The Rocky Road to Freedom

I had just spent a night of deep sleep.  I parked my blanket and myself about 200 feet downhill from my car and alongside a mountain stream and rapids.  It can be difficult to sleep out-of-doors but rapids and waterfalls have always lulled me to sleep.  I started my day well before dawn driving slowly through the darkness along the narrow Colorado road.  Just before sunrise I drove into a patch of clouds.  I would call it fog a lower elevations.  The clouds broke slightly and I stopped and managed a few nice shots of the cloud filled valley with a touch of red above.  I drove on to find myself in the absolute middle of the biggest cloud I have ever seen.  Or so it seemed.  I was just about to give it up and stop at what I had hoped was the side of the road, and there was the bright sun bathing the San Juan Range valley that lay ahead.  I rounded a turn and the scene below was what greeted me.  I long ago centered my life to live for days exactly like this.

Double-crested Cormorants, Wisconsin.

Male Ruddy Duck, Wisconsin.

A distant Northern Shrike late on a winter’s day.

Twice over the years, wind and ugly light ruined my attempts to photograph the delicate and elusive (for me) White-fringed Prairie Orchid.  In 2008 I finally made my first pictures that I have been willing to share with others.

A Hover Fly (top) and a Bumble Bee.

A just fledged Great-horned Owl.

Baby Mourning Dove.

Lil Brown Bird?

The Thunderbirds, err, the Blue Angels, err, The Canadian Geese.  Make that the Canada Geese.
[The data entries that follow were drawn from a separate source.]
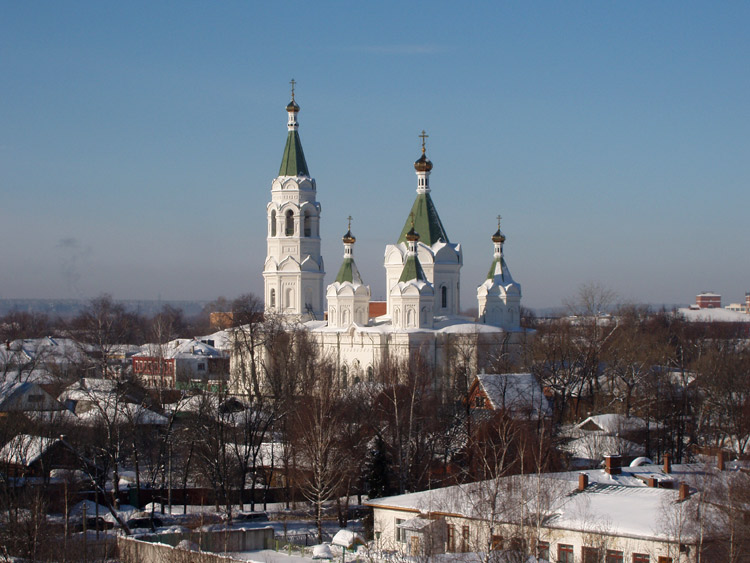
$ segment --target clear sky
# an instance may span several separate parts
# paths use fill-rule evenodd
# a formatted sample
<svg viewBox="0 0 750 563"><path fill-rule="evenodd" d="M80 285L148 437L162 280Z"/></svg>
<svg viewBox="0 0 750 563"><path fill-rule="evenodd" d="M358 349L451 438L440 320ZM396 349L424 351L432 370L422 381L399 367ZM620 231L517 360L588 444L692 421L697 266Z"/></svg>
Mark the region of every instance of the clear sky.
<svg viewBox="0 0 750 563"><path fill-rule="evenodd" d="M749 2L0 1L0 298L262 293L289 80L326 283L415 197L523 304L750 291Z"/></svg>

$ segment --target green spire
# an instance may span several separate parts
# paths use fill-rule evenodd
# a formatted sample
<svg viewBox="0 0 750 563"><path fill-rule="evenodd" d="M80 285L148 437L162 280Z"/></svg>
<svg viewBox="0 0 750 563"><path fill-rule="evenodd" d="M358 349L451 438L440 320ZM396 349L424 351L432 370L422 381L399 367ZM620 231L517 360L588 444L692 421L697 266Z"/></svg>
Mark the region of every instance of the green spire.
<svg viewBox="0 0 750 563"><path fill-rule="evenodd" d="M336 274L336 281L339 283L351 282L351 283L362 283L362 278L359 275L354 259L350 257L344 258L339 268L339 273Z"/></svg>
<svg viewBox="0 0 750 563"><path fill-rule="evenodd" d="M495 258L492 261L492 266L490 266L490 271L487 274L487 279L491 280L496 275L500 275L500 280L505 283L505 271L507 266L505 265L505 258L502 256L500 258Z"/></svg>
<svg viewBox="0 0 750 563"><path fill-rule="evenodd" d="M419 263L416 253L411 252L406 256L406 262L404 262L404 269L401 271L401 277L398 278L399 282L407 282L411 280L427 281L427 276L424 275L422 264Z"/></svg>
<svg viewBox="0 0 750 563"><path fill-rule="evenodd" d="M406 234L412 228L412 216L414 217L414 228L420 234L420 240L427 246L432 246L440 240L450 242L429 193L417 194L417 199L412 205L409 219L406 220L406 224L401 230L398 242L406 242Z"/></svg>
<svg viewBox="0 0 750 563"><path fill-rule="evenodd" d="M302 142L299 140L299 133L289 131L286 136L286 146L284 147L284 156L281 159L279 176L310 176L305 162L305 153L302 151Z"/></svg>

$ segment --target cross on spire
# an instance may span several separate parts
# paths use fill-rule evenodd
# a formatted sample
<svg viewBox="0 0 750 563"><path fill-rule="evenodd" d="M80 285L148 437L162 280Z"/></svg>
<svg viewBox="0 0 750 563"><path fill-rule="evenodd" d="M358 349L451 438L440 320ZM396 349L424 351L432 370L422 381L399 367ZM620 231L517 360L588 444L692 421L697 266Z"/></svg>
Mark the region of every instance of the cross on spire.
<svg viewBox="0 0 750 563"><path fill-rule="evenodd" d="M503 216L502 216L502 215L498 215L498 216L497 216L497 228L498 228L498 229L500 228L500 219L502 219L502 218L503 218Z"/></svg>
<svg viewBox="0 0 750 563"><path fill-rule="evenodd" d="M347 227L347 229L348 229L349 231L351 231L351 230L352 230L352 216L351 216L351 215L349 215L349 217L347 217L347 219L349 220L349 226Z"/></svg>
<svg viewBox="0 0 750 563"><path fill-rule="evenodd" d="M409 218L411 219L411 228L414 228L414 212L412 211L409 213Z"/></svg>
<svg viewBox="0 0 750 563"><path fill-rule="evenodd" d="M296 81L296 80L294 80L294 78L292 78L292 79L291 79L291 80L289 81L289 84L291 84L291 85L292 85L292 101L294 101L294 85L295 85L295 84L297 84L297 81Z"/></svg>
<svg viewBox="0 0 750 563"><path fill-rule="evenodd" d="M424 129L422 129L422 134L421 134L421 135L419 135L419 137L420 137L420 138L422 139L422 154L424 154L424 153L425 153L425 148L424 148L424 141L425 141L425 139L426 139L427 137L429 137L429 135L428 135L427 133L425 133L425 132L424 132Z"/></svg>

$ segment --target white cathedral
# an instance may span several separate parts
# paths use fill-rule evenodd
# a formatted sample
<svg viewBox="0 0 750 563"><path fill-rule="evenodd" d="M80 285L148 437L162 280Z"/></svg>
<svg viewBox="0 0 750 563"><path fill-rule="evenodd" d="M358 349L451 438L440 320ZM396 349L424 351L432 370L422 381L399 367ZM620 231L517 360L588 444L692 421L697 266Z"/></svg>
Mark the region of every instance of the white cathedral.
<svg viewBox="0 0 750 563"><path fill-rule="evenodd" d="M286 111L286 146L267 208L266 312L301 323L322 353L339 366L344 385L347 377L372 379L387 355L405 359L419 353L439 365L457 342L484 350L473 354L474 373L490 356L517 353L526 334L520 327L521 286L503 258L505 236L499 223L492 235L492 265L477 289L478 318L460 315L463 252L461 244L450 242L430 195L432 162L424 131L422 154L414 163L416 199L396 242L385 248L385 314L371 316L370 288L354 261L351 222L336 279L324 286L321 206L302 151L294 89Z"/></svg>

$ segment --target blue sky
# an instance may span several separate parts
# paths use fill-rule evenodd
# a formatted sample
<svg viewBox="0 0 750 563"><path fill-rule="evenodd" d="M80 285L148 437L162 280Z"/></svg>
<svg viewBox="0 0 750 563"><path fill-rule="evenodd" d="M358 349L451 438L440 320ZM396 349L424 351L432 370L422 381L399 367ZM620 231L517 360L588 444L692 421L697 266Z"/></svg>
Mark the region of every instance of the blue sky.
<svg viewBox="0 0 750 563"><path fill-rule="evenodd" d="M351 214L384 295L425 129L464 307L498 214L531 307L750 291L750 3L1 7L0 298L260 293L292 77L327 282Z"/></svg>

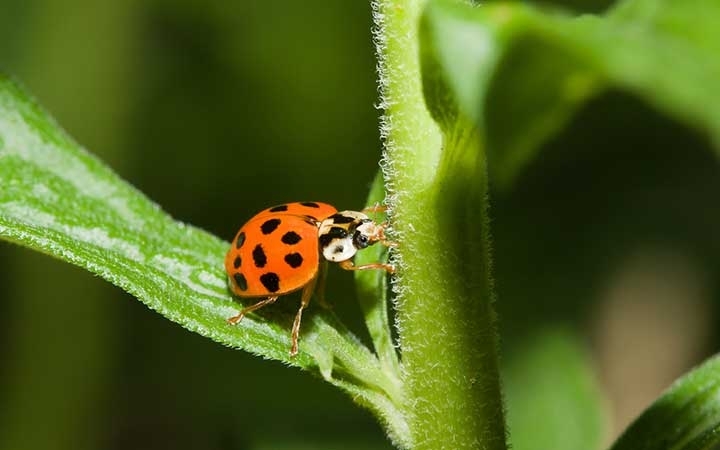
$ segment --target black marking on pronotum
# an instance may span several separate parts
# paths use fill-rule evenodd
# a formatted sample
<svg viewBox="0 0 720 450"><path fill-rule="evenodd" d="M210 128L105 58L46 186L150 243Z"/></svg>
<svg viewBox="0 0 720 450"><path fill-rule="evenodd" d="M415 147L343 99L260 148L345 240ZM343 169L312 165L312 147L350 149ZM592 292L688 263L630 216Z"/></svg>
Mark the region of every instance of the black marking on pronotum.
<svg viewBox="0 0 720 450"><path fill-rule="evenodd" d="M302 265L303 257L300 253L288 253L285 255L285 262L293 269L297 269Z"/></svg>
<svg viewBox="0 0 720 450"><path fill-rule="evenodd" d="M347 237L347 231L345 228L331 227L330 230L320 236L320 245L327 247L333 241L333 239L343 239Z"/></svg>
<svg viewBox="0 0 720 450"><path fill-rule="evenodd" d="M268 209L269 212L283 212L288 210L288 205L277 205Z"/></svg>
<svg viewBox="0 0 720 450"><path fill-rule="evenodd" d="M318 226L318 220L312 216L305 216L305 223L314 227Z"/></svg>
<svg viewBox="0 0 720 450"><path fill-rule="evenodd" d="M315 202L301 202L300 204L303 206L307 206L308 208L319 208L320 207L320 205L318 205Z"/></svg>
<svg viewBox="0 0 720 450"><path fill-rule="evenodd" d="M268 272L260 275L260 282L270 292L280 290L280 277L275 272Z"/></svg>
<svg viewBox="0 0 720 450"><path fill-rule="evenodd" d="M235 261L233 261L233 267L238 269L238 268L240 268L240 266L242 266L242 258L240 258L239 256L236 256Z"/></svg>
<svg viewBox="0 0 720 450"><path fill-rule="evenodd" d="M352 223L355 221L355 218L343 216L342 214L339 214L339 213L333 214L330 218L332 219L333 223L337 223L337 224Z"/></svg>
<svg viewBox="0 0 720 450"><path fill-rule="evenodd" d="M263 234L270 234L280 225L280 219L268 219L260 225Z"/></svg>
<svg viewBox="0 0 720 450"><path fill-rule="evenodd" d="M263 250L262 245L256 245L252 255L255 267L265 267L265 264L267 264L267 256L265 256L265 250Z"/></svg>
<svg viewBox="0 0 720 450"><path fill-rule="evenodd" d="M233 279L235 280L235 285L238 289L241 291L247 291L247 280L245 279L245 275L238 272L233 275Z"/></svg>
<svg viewBox="0 0 720 450"><path fill-rule="evenodd" d="M302 241L302 237L294 231L288 231L287 233L283 234L283 237L281 237L280 240L283 244L295 245L298 242Z"/></svg>
<svg viewBox="0 0 720 450"><path fill-rule="evenodd" d="M238 234L237 240L235 241L235 247L240 248L245 243L245 232Z"/></svg>
<svg viewBox="0 0 720 450"><path fill-rule="evenodd" d="M342 245L338 245L337 247L335 247L335 250L333 250L333 253L342 253L344 251L345 247L343 247Z"/></svg>

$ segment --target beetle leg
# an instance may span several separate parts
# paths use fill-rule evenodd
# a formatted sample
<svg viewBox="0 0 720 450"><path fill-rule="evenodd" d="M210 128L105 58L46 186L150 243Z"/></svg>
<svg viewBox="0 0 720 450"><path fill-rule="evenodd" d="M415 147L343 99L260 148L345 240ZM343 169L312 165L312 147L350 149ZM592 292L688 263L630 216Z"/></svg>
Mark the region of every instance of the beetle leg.
<svg viewBox="0 0 720 450"><path fill-rule="evenodd" d="M373 263L373 264L363 264L362 266L356 266L353 264L352 260L346 260L341 261L338 263L341 268L345 270L370 270L370 269L382 269L386 271L387 273L395 273L395 266L392 264L385 264L385 263Z"/></svg>
<svg viewBox="0 0 720 450"><path fill-rule="evenodd" d="M318 277L316 276L310 282L305 285L305 287L302 290L302 296L300 298L300 308L298 308L297 314L295 314L295 321L293 322L292 326L292 334L290 340L292 341L292 345L290 346L290 356L297 355L298 352L298 340L300 338L300 321L302 320L302 313L303 309L307 308L307 305L310 304L310 299L312 298L313 291L315 290L315 283L317 282Z"/></svg>
<svg viewBox="0 0 720 450"><path fill-rule="evenodd" d="M247 314L249 312L253 312L257 309L260 309L263 306L267 306L270 303L274 303L275 300L277 300L277 299L278 299L278 296L276 295L274 297L268 297L266 299L260 300L259 302L255 303L254 305L250 305L248 307L243 308L240 311L240 313L238 313L237 316L232 316L227 321L231 325L237 325L238 323L240 323L240 321L243 319L243 317L245 317L245 314Z"/></svg>
<svg viewBox="0 0 720 450"><path fill-rule="evenodd" d="M380 244L384 245L385 247L395 248L398 246L398 243L395 241L388 241L387 238L385 237L385 230L387 229L387 227L388 227L387 222L383 222L380 225L378 225L378 228L380 230L377 235L377 240L378 240L378 242L380 242Z"/></svg>
<svg viewBox="0 0 720 450"><path fill-rule="evenodd" d="M388 209L387 205L373 205L368 206L367 208L364 208L362 210L365 214L372 214L372 213L384 213ZM379 232L377 235L377 242L380 242L385 247L397 247L397 242L388 241L385 239L385 229L389 226L389 222L385 221L381 224L378 224Z"/></svg>
<svg viewBox="0 0 720 450"><path fill-rule="evenodd" d="M372 206L363 208L362 212L365 214L367 214L367 213L384 213L385 211L387 211L387 209L388 209L387 205L377 205L376 204L376 205L372 205Z"/></svg>

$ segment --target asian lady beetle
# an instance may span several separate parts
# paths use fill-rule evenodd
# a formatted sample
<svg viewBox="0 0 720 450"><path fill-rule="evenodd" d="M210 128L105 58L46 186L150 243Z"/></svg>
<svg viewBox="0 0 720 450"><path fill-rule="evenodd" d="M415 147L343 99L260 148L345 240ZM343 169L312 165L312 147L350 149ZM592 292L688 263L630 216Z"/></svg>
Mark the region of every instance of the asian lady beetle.
<svg viewBox="0 0 720 450"><path fill-rule="evenodd" d="M382 210L376 207L366 212ZM261 211L238 231L225 257L225 270L235 295L264 298L243 308L228 322L237 324L245 314L302 289L291 334L290 355L295 356L302 312L310 303L318 279L324 281L325 261L339 263L345 270L394 272L390 264L353 264L352 257L358 250L377 242L395 245L385 238L384 225L373 222L364 212L338 212L319 202L287 203Z"/></svg>

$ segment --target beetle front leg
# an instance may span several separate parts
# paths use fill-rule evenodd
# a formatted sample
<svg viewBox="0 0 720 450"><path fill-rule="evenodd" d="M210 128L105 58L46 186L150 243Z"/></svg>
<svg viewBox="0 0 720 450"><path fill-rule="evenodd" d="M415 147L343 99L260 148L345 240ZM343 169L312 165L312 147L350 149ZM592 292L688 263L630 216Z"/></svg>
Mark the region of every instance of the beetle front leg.
<svg viewBox="0 0 720 450"><path fill-rule="evenodd" d="M372 263L372 264L363 264L361 266L356 266L352 260L347 261L341 261L338 263L342 269L345 270L371 270L371 269L382 269L386 271L389 274L395 273L395 266L392 264L386 264L386 263Z"/></svg>

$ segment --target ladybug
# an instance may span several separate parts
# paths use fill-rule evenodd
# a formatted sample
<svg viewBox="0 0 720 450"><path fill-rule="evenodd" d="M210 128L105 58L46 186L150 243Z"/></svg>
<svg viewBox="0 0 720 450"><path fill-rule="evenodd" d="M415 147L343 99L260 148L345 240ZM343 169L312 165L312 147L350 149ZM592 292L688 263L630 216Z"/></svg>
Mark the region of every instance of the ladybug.
<svg viewBox="0 0 720 450"><path fill-rule="evenodd" d="M300 308L291 333L290 356L295 356L302 312L310 303L318 279L321 285L324 283L326 261L336 262L345 270L394 272L390 264L356 266L352 262L358 250L375 243L395 246L385 238L385 225L375 223L365 214L384 209L374 207L364 212L338 212L327 203L297 202L256 214L235 236L225 257L225 270L233 294L261 300L243 308L228 322L235 325L247 313L302 289ZM320 286L318 297L324 302L322 289Z"/></svg>

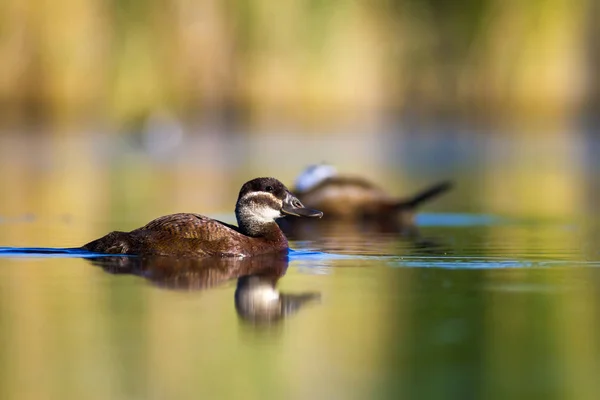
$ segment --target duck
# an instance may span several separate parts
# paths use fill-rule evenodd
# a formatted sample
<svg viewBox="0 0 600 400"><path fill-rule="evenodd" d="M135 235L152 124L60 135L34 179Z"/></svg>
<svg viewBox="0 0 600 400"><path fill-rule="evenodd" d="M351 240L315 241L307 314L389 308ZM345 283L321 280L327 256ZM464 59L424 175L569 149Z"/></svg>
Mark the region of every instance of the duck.
<svg viewBox="0 0 600 400"><path fill-rule="evenodd" d="M93 253L171 257L247 257L287 252L276 219L321 218L279 180L255 178L242 186L235 206L238 226L204 215L178 213L157 218L130 232L114 231L81 247Z"/></svg>
<svg viewBox="0 0 600 400"><path fill-rule="evenodd" d="M452 182L442 181L413 196L398 198L367 178L339 174L334 166L323 163L306 168L292 190L307 207L325 214L319 229L346 223L360 225L361 231L414 233L417 208L451 187ZM309 221L280 221L280 226L291 235L306 225L314 231Z"/></svg>

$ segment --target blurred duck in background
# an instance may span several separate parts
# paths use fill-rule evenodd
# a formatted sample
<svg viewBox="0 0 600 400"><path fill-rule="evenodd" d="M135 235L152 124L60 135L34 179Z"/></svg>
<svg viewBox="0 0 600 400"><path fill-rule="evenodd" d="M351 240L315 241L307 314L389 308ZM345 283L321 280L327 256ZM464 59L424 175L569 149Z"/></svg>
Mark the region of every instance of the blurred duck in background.
<svg viewBox="0 0 600 400"><path fill-rule="evenodd" d="M443 181L414 196L397 198L365 178L340 175L332 165L318 164L304 170L294 186L294 193L306 207L323 212L320 233L334 234L336 227L342 227L340 233L354 229L364 235L370 231L414 233L417 209L448 191L452 183ZM302 239L306 226L317 228L298 218L281 221L284 232L297 239ZM310 234L315 234L315 229L310 229Z"/></svg>

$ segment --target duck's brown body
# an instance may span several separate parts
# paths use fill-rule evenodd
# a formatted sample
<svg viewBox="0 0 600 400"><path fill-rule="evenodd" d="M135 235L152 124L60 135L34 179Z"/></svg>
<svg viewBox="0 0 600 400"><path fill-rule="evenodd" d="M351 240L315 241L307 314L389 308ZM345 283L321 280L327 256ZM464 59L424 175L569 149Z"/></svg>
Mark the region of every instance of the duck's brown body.
<svg viewBox="0 0 600 400"><path fill-rule="evenodd" d="M299 196L304 201L319 204L328 210L327 219L389 213L397 203L384 190L358 177L328 178Z"/></svg>
<svg viewBox="0 0 600 400"><path fill-rule="evenodd" d="M131 232L111 232L82 247L95 253L172 257L245 257L284 252L288 241L275 219L321 217L275 178L246 182L236 203L239 227L199 214L160 217Z"/></svg>
<svg viewBox="0 0 600 400"><path fill-rule="evenodd" d="M131 232L111 232L83 246L109 254L174 257L239 257L286 251L288 241L275 222L260 237L199 214L173 214Z"/></svg>
<svg viewBox="0 0 600 400"><path fill-rule="evenodd" d="M418 207L450 187L450 182L441 182L402 199L362 177L338 175L327 164L313 165L300 174L294 193L307 207L322 210L323 221L315 225L291 218L278 223L287 235L298 240L333 236L349 240L352 235L364 240L378 233L414 235Z"/></svg>
<svg viewBox="0 0 600 400"><path fill-rule="evenodd" d="M386 220L399 217L400 223L411 223L418 205L449 188L449 182L442 182L411 198L398 199L366 179L333 176L309 190L296 192L304 204L322 210L327 216L326 220Z"/></svg>

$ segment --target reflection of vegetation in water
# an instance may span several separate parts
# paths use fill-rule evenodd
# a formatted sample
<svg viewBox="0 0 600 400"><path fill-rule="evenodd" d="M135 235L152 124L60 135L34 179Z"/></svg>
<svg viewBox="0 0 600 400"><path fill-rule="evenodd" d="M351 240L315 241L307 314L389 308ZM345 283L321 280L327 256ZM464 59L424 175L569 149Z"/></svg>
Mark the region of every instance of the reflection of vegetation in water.
<svg viewBox="0 0 600 400"><path fill-rule="evenodd" d="M594 91L591 3L9 0L2 117L123 123L241 108L252 121L327 122L409 106L562 116Z"/></svg>

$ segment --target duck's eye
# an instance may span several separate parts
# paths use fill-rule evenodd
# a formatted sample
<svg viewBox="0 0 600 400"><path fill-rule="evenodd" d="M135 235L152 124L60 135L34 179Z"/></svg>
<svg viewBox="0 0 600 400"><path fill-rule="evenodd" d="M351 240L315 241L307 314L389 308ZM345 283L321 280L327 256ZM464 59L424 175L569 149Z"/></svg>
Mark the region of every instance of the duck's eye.
<svg viewBox="0 0 600 400"><path fill-rule="evenodd" d="M266 191L266 192L272 192L272 191L273 191L273 186L267 186L267 187L265 188L265 191Z"/></svg>

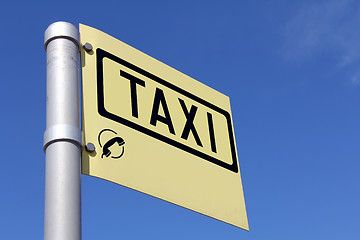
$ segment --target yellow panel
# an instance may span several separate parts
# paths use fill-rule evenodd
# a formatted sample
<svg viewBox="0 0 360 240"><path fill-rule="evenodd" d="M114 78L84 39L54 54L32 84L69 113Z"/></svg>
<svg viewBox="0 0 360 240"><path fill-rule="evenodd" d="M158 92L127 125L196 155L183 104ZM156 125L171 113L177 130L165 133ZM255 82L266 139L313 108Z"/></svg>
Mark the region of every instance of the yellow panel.
<svg viewBox="0 0 360 240"><path fill-rule="evenodd" d="M248 230L229 98L80 25L83 174Z"/></svg>

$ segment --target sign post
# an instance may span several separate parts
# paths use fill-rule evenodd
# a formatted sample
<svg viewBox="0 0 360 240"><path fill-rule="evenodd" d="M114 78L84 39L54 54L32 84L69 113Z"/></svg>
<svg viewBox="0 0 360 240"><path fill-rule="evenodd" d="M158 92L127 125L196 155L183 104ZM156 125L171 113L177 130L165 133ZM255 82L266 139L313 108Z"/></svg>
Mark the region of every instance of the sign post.
<svg viewBox="0 0 360 240"><path fill-rule="evenodd" d="M248 230L229 98L99 30L80 33L45 31L44 239L81 239L81 172Z"/></svg>
<svg viewBox="0 0 360 240"><path fill-rule="evenodd" d="M81 239L78 29L66 22L45 31L47 52L45 240Z"/></svg>

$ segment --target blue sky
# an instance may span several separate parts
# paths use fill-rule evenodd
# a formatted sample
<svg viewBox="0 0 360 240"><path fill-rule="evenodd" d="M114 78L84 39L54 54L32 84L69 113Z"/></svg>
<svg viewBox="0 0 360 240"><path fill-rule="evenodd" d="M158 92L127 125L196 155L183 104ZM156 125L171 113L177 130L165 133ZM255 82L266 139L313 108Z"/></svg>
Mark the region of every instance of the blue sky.
<svg viewBox="0 0 360 240"><path fill-rule="evenodd" d="M360 2L7 1L0 239L43 237L47 26L102 30L228 95L250 232L82 176L83 239L360 239Z"/></svg>

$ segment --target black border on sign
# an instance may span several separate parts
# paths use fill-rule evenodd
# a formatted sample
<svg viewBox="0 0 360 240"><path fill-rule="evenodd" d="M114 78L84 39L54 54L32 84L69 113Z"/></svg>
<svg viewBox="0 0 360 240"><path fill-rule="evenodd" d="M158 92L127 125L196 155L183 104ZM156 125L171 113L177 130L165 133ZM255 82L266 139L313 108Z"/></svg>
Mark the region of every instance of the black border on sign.
<svg viewBox="0 0 360 240"><path fill-rule="evenodd" d="M220 113L222 115L224 115L224 117L226 118L226 121L227 121L227 129L228 129L228 132L229 132L232 164L228 164L228 163L225 163L223 161L220 161L217 158L209 156L209 155L207 155L207 154L205 154L203 152L200 152L200 151L198 151L198 150L196 150L194 148L186 146L185 144L177 142L177 141L175 141L175 140L173 140L171 138L163 136L163 135L161 135L161 134L159 134L157 132L154 132L154 131L152 131L150 129L147 129L147 128L143 127L143 126L140 126L140 125L138 125L138 124L136 124L134 122L131 122L131 121L127 120L127 119L124 119L124 118L122 118L120 116L117 116L115 114L112 114L112 113L108 112L105 109L105 104L104 104L104 78L103 78L103 59L104 58L108 58L108 59L110 59L110 60L112 60L112 61L114 61L114 62L116 62L118 64L121 64L121 65L123 65L123 66L125 66L127 68L130 68L131 70L133 70L133 71L135 71L135 72L137 72L137 73L139 73L139 74L141 74L141 75L143 75L143 76L145 76L147 78L150 78L151 80L153 80L153 81L155 81L155 82L157 82L157 83L159 83L159 84L161 84L161 85L163 85L163 86L165 86L167 88L170 88L173 91L176 91L176 92L178 92L178 93L180 93L180 94L182 94L182 95L184 95L184 96L186 96L186 97L188 97L188 98L190 98L190 99L192 99L192 100L194 100L194 101L196 101L196 102L198 102L198 103L200 103L200 104L202 104L202 105L204 105L204 106L206 106L206 107L208 107L208 108L210 108L210 109L212 109L212 110L214 110L214 111L216 111L216 112L218 112L218 113ZM139 68L139 67L137 67L137 66L135 66L135 65L133 65L133 64L119 58L119 57L117 57L117 56L114 56L113 54L111 54L109 52L106 52L103 49L100 49L100 48L96 49L96 61L97 61L96 66L97 66L98 112L99 112L99 114L101 116L103 116L105 118L108 118L108 119L111 119L111 120L113 120L115 122L124 124L124 125L132 128L132 129L140 131L140 132L142 132L142 133L144 133L144 134L146 134L148 136L154 137L154 138L156 138L156 139L158 139L158 140L160 140L162 142L165 142L165 143L170 144L170 145L172 145L174 147L182 149L182 150L184 150L184 151L186 151L188 153L191 153L191 154L196 155L196 156L198 156L200 158L203 158L203 159L205 159L205 160L207 160L207 161L209 161L211 163L214 163L214 164L216 164L216 165L218 165L220 167L223 167L225 169L228 169L228 170L230 170L232 172L237 173L239 171L239 168L238 168L238 165L237 165L237 157L236 157L236 151L235 151L234 134L233 134L233 130L232 130L231 117L230 117L230 114L227 111L225 111L225 110L223 110L223 109L221 109L221 108L219 108L219 107L205 101L204 99L201 99L201 98L199 98L199 97L185 91L184 89L181 89L181 88L179 88L179 87L165 81L164 79L161 79L161 78L159 78L159 77L145 71L144 69L141 69L141 68Z"/></svg>

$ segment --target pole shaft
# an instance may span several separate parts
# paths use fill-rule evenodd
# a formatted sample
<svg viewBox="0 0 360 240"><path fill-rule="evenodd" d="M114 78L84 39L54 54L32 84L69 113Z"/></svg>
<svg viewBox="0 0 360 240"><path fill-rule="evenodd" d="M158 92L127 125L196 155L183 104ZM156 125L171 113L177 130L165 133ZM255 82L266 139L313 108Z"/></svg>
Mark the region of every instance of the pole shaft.
<svg viewBox="0 0 360 240"><path fill-rule="evenodd" d="M51 24L45 31L45 50L44 239L80 240L81 130L77 28L66 22Z"/></svg>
I was just thinking about computers, computer software and cruising the internet at various websites.  I have had computers and been on the WWW for 15 years now.  Many of you go back a bit farther.  Personal computing has been around with some degree of normality for over 20 years.  Be it software, the internet or computers themselves, is there anything else that we spend our money on and use so much that works so poorly?  I mean 20 years come on.  What else would we accept this much incompetence with.  Think about just the past six months.  How many websites did you visit that you could not navigate properly?  How many downloads did you attempt and then fail at?  How many times did your computer slow up and make you wonder if your six month old machine was already done for?  If you are silly enough (like me) to have a Windows-based PC, how much time do you spend protecting it via Window’s Updates or maybe an anti-virus control?   I know many of you are using your phone to browse, but even then it is the same internet.   What else in life would you tolerate this level of incompetence?  Your car.  They do break down but are you okay with it if it takes three times as long to start today as yesterday?  Do you mind adding new “alarms” to your car daily in order to keep it from being hijacked?  How about your refrigerator?  If it worked at the same level of performance that your computer does, is that okay?   Your stove?  Your plumbing?  Maybe your toilet? 

A few months ago I was “hacked” by some unscrupulous person.  That person was really an idiot to have chosen me.  They got into everything I was involved with, such as social networking sites, email, photography related ventures and even this blog.  They had to be stupid because there was virtually nothing to be gained by hacking me.  I mean I was, for the first time since 1996, not using the internet at all when I was hacked.  I had already left all of the important institutions that I used to be involved with pertaining to finances and business.  I was for two months basically living “off the grid”.  You could not even reach me by phone.  In other words they got only things of zero value.   It took me a few days to fix everything, and of course I realize it could happen all over again.  Would we tolerate our houses or even our cars being under assault the way our computer lives are?  Likely not.

As an aside the experiment of living with almost no technology and no contact worked.  I mean it was a freeing experience.  It is amazing how wonderful nature is when you are not thinking of telephone calls, texting or websites.  It is also shocking how quickly you get over not having communication technology and accept the basics that we were all born with.   There is actually something in the universe much bigger than us, although we have an increasing number of people who do not see it.

The one thing all of us, the humans and the animals have in common, is that change is scary.  We would all like our lives wrapped up neatly.  Sealed in a way that nobody can disturb it.  Change is however inevitable and if we always fight it, we will never discover what we have been missing.

I must say that having a platform for publishing or broadcasting one’s words is a most cathartic experience.